Un mexicano llamado Remigio Ángel González es el patrón de un conglomerado que se define a sí mismo como “la única red operadora de televisión y radio en Latinoamérica”, al mando de decenas de medios en casi todos los países del continente desde el río Bravo hasta Tierra del Fuego. Lo más parecido a William Randolph Hearst o a Rupert Murdoch que haya habido por estas latitudes, con un capital que anda en el orden de los miles de millones de dólares y una fortuna personal de andá a saber cuánto. Hace dos años y pico compró una decena de radios en Uruguay, aunque las leyes prohíben que alguien posea más de tres. Recurrió a testaferros, así que no importó si también está prohibido que un extranjero sea propietario de medios electrónicos. Dispuso despidos y apretujó a la mayoría de los empleados en el mismo edificio. Y ahora mandó a tanta gente a la calle que algunas de sus radios son manejadas por computadoras. Los representantes de Remigio Ángel González lloraron la milonga cuando comunicó los despidos, pero Remigio Ángel González, quien vive en Miami y a quien apodan El Fantasma, sigue igual de superhiperrecontramillonario.
Es que, en Uruguay, las leyes sobre radiodifusión existen solo en el papel. Nunca se cumplieron. Acá las radioemisoras y los canales de televisión se compran y se venden con un par de sellos más que los requeridos para un apartamento, aunque las normas ordenan que las licencias son personales e intransferibles. Emiten más publicidad de la admitida, a veces en medio de los programas, y suelen pasar por alto el horario de protección al menor. Actúan con una impunidad de origen: gobiernos pasados tenían la costumbre de asignar licencias como pago de favores políticos o de mamaderismos futuros. Y por eso se les ha dejado hacer cualquier cosa.
Igual, aunque se cumplieran, las leyes que hay serían insuficientes. Las licencias son perpetuas. A las empresas no se les exige nada, ni siquiera el pago de un canon como el que se cobra en otros sectores que explotan un bien perteneciente a toda la sociedad en cuyo nombre lo administra el Estado, como las riquezas minerales. Cabalgando sobre las ondas, supuestas iglesias practican la medicina clandestina, cobro de órdenes y tickets incluido y supuestos call centers te facturan falsas promesas de amor y sexo fácil. Hay, incluso, radioemisoras-conventillo o de alta rotatividad que alquilan cada una de sus horas de emisión a quien tenga la plata para pagarlo.
El año pasado, durante unas pocas semanas, pareció que los planetas empezaban a alinearse de un modo distinto, mejor.
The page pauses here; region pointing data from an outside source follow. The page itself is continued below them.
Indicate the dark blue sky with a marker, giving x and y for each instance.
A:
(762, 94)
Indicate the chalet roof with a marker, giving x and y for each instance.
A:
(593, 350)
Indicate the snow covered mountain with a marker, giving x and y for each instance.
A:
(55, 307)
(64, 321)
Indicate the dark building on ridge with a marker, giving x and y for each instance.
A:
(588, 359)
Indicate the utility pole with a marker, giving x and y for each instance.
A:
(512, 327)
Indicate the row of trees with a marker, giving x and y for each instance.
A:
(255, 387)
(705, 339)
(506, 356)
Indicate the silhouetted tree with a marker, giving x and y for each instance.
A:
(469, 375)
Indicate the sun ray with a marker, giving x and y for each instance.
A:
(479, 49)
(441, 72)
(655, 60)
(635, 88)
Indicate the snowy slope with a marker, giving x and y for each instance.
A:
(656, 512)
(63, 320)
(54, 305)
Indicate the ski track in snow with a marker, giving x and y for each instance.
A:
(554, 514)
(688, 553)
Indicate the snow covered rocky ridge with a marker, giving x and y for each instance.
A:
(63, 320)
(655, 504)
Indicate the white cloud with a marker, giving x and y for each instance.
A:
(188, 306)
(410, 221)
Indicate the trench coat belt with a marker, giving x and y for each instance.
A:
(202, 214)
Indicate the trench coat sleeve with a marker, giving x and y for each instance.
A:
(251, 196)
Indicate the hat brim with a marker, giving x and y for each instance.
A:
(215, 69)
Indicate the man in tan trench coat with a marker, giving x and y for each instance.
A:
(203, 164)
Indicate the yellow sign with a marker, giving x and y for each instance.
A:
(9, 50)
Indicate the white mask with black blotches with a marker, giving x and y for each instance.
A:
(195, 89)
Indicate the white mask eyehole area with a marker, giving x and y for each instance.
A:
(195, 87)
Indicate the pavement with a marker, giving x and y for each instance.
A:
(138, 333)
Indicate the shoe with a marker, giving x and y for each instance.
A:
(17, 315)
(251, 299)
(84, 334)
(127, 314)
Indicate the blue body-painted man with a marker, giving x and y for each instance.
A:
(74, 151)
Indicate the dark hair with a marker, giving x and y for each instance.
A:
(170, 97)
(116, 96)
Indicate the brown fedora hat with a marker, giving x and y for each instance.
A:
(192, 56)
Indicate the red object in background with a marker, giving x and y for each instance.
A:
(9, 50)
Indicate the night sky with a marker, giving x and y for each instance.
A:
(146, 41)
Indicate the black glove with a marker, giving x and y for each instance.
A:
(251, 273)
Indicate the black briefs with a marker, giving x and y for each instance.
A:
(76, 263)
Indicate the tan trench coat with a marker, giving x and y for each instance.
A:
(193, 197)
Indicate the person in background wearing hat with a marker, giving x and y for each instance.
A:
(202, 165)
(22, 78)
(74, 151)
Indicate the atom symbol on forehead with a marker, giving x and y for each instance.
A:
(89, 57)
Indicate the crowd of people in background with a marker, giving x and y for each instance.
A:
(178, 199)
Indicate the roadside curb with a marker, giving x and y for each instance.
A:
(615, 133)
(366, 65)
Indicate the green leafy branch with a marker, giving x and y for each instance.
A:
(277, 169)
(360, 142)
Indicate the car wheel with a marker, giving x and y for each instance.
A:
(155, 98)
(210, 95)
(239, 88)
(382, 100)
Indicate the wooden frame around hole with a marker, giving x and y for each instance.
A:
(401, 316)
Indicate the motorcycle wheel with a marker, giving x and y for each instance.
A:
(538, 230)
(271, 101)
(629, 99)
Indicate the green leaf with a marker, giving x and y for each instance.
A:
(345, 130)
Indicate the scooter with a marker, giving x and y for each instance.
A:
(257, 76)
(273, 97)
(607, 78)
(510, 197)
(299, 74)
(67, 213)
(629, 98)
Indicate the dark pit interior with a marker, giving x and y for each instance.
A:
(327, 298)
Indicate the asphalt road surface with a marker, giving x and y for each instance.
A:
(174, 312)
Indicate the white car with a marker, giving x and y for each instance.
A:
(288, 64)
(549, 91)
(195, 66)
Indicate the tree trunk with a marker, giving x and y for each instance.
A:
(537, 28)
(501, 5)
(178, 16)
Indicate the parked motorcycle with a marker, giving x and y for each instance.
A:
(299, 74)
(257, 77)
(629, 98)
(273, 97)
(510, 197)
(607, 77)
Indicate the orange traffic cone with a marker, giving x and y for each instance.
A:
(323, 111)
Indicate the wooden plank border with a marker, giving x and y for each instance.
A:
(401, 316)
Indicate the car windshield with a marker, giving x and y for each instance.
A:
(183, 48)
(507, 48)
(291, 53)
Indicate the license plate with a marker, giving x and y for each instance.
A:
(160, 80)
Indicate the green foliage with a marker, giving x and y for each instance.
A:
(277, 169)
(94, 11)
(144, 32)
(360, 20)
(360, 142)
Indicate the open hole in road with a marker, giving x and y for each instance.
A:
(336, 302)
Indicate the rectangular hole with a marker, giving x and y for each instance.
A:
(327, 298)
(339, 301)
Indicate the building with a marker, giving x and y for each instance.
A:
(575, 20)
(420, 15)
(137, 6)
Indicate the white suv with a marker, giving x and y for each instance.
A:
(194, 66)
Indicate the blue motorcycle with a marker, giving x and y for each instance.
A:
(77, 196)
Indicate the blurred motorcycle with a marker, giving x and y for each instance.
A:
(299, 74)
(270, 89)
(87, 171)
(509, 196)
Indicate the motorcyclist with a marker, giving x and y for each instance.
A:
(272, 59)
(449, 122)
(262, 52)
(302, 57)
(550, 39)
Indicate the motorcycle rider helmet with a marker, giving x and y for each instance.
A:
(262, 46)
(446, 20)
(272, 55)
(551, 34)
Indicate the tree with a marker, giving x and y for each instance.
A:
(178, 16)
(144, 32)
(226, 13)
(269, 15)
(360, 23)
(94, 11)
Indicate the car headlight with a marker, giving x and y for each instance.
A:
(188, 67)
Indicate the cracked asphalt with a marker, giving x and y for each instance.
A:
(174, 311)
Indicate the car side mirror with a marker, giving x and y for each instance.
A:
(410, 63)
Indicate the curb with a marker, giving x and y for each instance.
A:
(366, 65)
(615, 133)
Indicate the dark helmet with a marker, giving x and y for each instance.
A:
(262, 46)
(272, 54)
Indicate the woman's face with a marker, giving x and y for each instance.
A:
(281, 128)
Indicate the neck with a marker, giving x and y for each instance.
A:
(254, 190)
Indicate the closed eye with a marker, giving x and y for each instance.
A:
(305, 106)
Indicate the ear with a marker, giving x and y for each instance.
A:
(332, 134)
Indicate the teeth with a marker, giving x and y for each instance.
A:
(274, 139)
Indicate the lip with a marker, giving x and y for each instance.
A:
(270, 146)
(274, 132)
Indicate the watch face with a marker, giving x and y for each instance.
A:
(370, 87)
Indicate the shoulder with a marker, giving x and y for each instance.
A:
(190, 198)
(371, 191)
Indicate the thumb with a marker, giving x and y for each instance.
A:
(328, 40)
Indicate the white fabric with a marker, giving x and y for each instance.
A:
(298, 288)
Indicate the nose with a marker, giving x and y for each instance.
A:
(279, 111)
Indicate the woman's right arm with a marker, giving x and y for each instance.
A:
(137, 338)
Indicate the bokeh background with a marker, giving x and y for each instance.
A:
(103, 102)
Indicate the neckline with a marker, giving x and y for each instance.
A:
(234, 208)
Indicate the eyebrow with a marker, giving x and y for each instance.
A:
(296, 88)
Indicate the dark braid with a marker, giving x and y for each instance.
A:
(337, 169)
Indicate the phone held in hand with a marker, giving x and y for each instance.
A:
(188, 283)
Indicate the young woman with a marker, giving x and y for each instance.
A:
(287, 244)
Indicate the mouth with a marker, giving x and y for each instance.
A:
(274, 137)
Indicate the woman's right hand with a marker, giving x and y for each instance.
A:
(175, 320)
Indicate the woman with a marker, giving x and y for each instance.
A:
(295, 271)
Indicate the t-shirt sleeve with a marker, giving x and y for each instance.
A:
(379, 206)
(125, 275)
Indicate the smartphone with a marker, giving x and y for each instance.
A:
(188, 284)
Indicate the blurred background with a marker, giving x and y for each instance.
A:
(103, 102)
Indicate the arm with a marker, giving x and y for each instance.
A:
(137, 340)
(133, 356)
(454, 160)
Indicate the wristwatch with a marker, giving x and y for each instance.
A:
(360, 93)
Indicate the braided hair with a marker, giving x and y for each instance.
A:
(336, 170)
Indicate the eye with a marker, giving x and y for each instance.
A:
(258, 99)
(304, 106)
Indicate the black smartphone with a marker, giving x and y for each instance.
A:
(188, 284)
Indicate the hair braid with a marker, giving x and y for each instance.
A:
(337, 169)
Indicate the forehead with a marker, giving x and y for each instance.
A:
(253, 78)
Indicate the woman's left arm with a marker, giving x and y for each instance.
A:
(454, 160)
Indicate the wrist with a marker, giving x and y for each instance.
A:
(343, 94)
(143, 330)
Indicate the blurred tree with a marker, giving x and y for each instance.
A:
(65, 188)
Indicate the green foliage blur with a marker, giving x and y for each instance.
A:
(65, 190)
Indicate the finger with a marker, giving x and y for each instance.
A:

A mediados de 2010, las empresas de radio y televisión, el Estado, el sindicato de la prensa, emisoras comunitarias y las universidades, entre otros actores del área, mostraban avances hacia un acuerdo sobre una serie de normas que pusieran un poco de orden en ese marasmo. La idea, bastante consensuada, consistía en establecer garantías de diversidad y exigencias mínimas de responsabilidad social a las empresas, para con el público y para con los empleados.
Las discusiones oficiales en el ámbito del Ministerio de Industria ya habían progresado un buen trecho en diciembre pasado. Pero el presidente José Mujica le dijo entonces al diario argentino La Nación que lo tenían “podrido” con preguntas sobre las propuestas de legislación en la materia. “Al presidente de la República no le ha llegado absolutamente nada, y el día que le llegue ya ha dicho que va a tirarla a la papelera”, rezongó. Uno de los habituales enigmas a la Mujica, en los que caben dos posibles respuestas: o el presidente ignora lo que sucede en su propio gobierno o le está poniendo el freno a alguno de sus componentes.
Queriendo o sin querer, el ministro de Industria, Roberto Kreimerman, fortaleció la segunda hipótesis en agosto, al anunciar el relevo del director nacional de Telecomunicaciones, Gustavo Gómez, uno de los principales animadores de las negociaciones y tal vez el responsable de haber acercado posiciones que antes parecían antagónicas.
Queriendo o sin querer, con esa acción el gobierno les estaba diciendo a Remigio Ángel González y a los más modestos broadcasters autóctonos que no tenía apuro en regular el espacio herziano, que podrían seguir ahorrando en personal y abaratando costos en detrimento de la calidad de su programación y de la variedad de contenidos y enfoques. Que nada haría peligrar sus negocios en un país donde, a pesar de lo limitado del mercado y de los constantes llantos, tener un canal de televisión o una radioemisora es flor de negocio.
A Mujica suele reprochársele que hable demasiado antes de actuar como gobernante. Pero con las palabras también se gobierna. En este caso, la señal de ajuste quedó clarita: el gobierno no quiere llevarse mal con los medios y les reconoce la potestad de manejarse con arbitrariedad y mala onda. Remigio Ángel González la sintonizó bien. Tal vez además entienda que a este gobierno le quedó debiendo un favor.